Игорь Носовский - Ясеневый турнир
Первый гвардеец славился своими боевыми навыками, ведь считалось, что нет в городской гвардии человека, способного побить его. Как говаривал сам Адри Аострикс: «Ежели появится среди моих ребят тот, кто победит меня в бою, быть ему первым гвардейцем вместо меня».
Так и повелось, что во всяческих турнирах и состязаниях от городской гвардии всегда участвовал именно капитан Лострикс.
Пятнадцатого дня Лунопада, когда до турнира в честь становления Онора Аегилля во главе княжества Эшторнского оставалось семь дней, Адри Лострикс вместе с тремя солдатами из гвардии патрулировал улицу имени Рутоса Аегилля. Гружённые вином и сыром повозки сновали туда-обратно, пьяные монахи распевали песни, торговцы зазывали клиентов заманчивыми предложениями. Широкая улица, покрытая жёлтой брусчаткой, была в тот день переполнена. Повсюду были развёрнуты шатры, факиры выдыхали пламя, карлики жонглировали ежами, менестрели на каждом углу распевали знакомые мотивы.
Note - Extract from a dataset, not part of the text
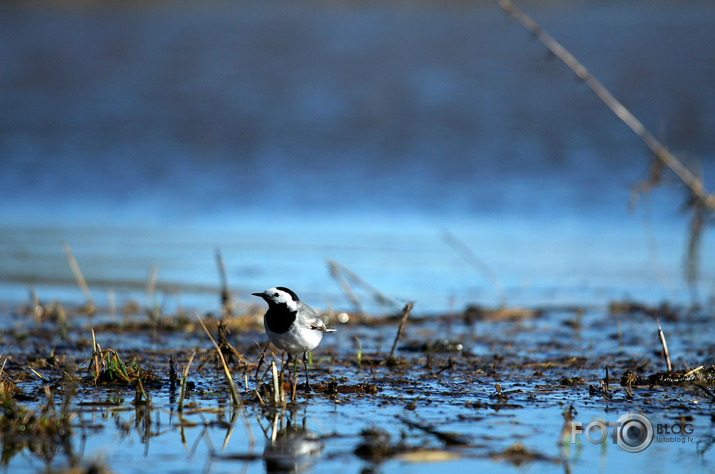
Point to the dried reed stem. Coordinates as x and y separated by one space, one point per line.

Все эти веселья проходили на фоне общественного упадка, ибо никакие празднества не способны были заглушить боль, которую испытывали жители Ясеневого Города в связи с кончиной любимого князя – Брустора Аегилля.
– Будь проклят жирный князь! – кричал какой-то худой мужчина в лохмотьях, и его тут же поддержали ещё трое крестьян. – Скоро он начнёт есть наших детей! Мы хотим, чтобы Филтон Аегилль правил этими землями.
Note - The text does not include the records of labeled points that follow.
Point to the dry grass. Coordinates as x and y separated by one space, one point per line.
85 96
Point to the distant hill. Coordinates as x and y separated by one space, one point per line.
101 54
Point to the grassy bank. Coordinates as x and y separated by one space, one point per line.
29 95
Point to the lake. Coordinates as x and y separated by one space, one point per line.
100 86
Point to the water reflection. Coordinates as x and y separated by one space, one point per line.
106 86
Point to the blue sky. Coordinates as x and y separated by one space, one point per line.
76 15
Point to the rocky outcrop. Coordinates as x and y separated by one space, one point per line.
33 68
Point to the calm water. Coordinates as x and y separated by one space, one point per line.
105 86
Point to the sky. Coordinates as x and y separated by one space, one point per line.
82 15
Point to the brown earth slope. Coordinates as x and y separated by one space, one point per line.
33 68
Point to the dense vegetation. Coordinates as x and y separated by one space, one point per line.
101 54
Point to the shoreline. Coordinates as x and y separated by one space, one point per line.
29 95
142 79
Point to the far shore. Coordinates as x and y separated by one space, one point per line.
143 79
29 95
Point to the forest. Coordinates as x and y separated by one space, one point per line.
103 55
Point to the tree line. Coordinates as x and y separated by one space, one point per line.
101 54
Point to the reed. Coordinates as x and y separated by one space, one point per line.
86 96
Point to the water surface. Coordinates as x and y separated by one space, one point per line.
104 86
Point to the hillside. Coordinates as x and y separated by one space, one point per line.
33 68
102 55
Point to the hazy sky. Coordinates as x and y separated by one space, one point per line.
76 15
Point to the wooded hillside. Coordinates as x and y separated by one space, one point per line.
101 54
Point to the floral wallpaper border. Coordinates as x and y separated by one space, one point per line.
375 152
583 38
– Да! – в один голос выкрикнули ещё пятеро подоспевших простолюдинов.
– Он плодит бастардов от каждой шлюхи в городе! – продолжал вопить заводила. – Он опустошает казну!
– Долой жирного князя! – послышалось с противоположного конца улицы.
В этот самый момент мимо проходили городские гвардейцы во главе с капитаном Аостриксом. Они остановились напротив кричащего, и первый гвардеец обратился к нему.
– Идите домой, господин! Не заставляйте нас применять силу.
– Да что ты можешь, мерзкий прихвостень! – скривившись, выкрикнул мужчина. – Кому ты служишь? Жирному распутнику или герцогу Филтону?
– Я служу дому Легилль и народу Эшторна, – спокойно ответил Адри Аострикс, – и я не позволю оскорблять нашего законного князя.
Виконт обнажил меч, брякнув сталью. Гвардейцы последовали его примеру и устремились в сторону заводилы.
– Произвол! – кричал мужчина, пятясь назад. – Люди! Не позволяйте прихвостням жирного князя творить произвол!
Адри Аострикс настиг уже пустившегося наутёк мужчину, однако путь ему преградил здоровенный кузнец в испачканном сажей фартуке и с огромным молотом в руках.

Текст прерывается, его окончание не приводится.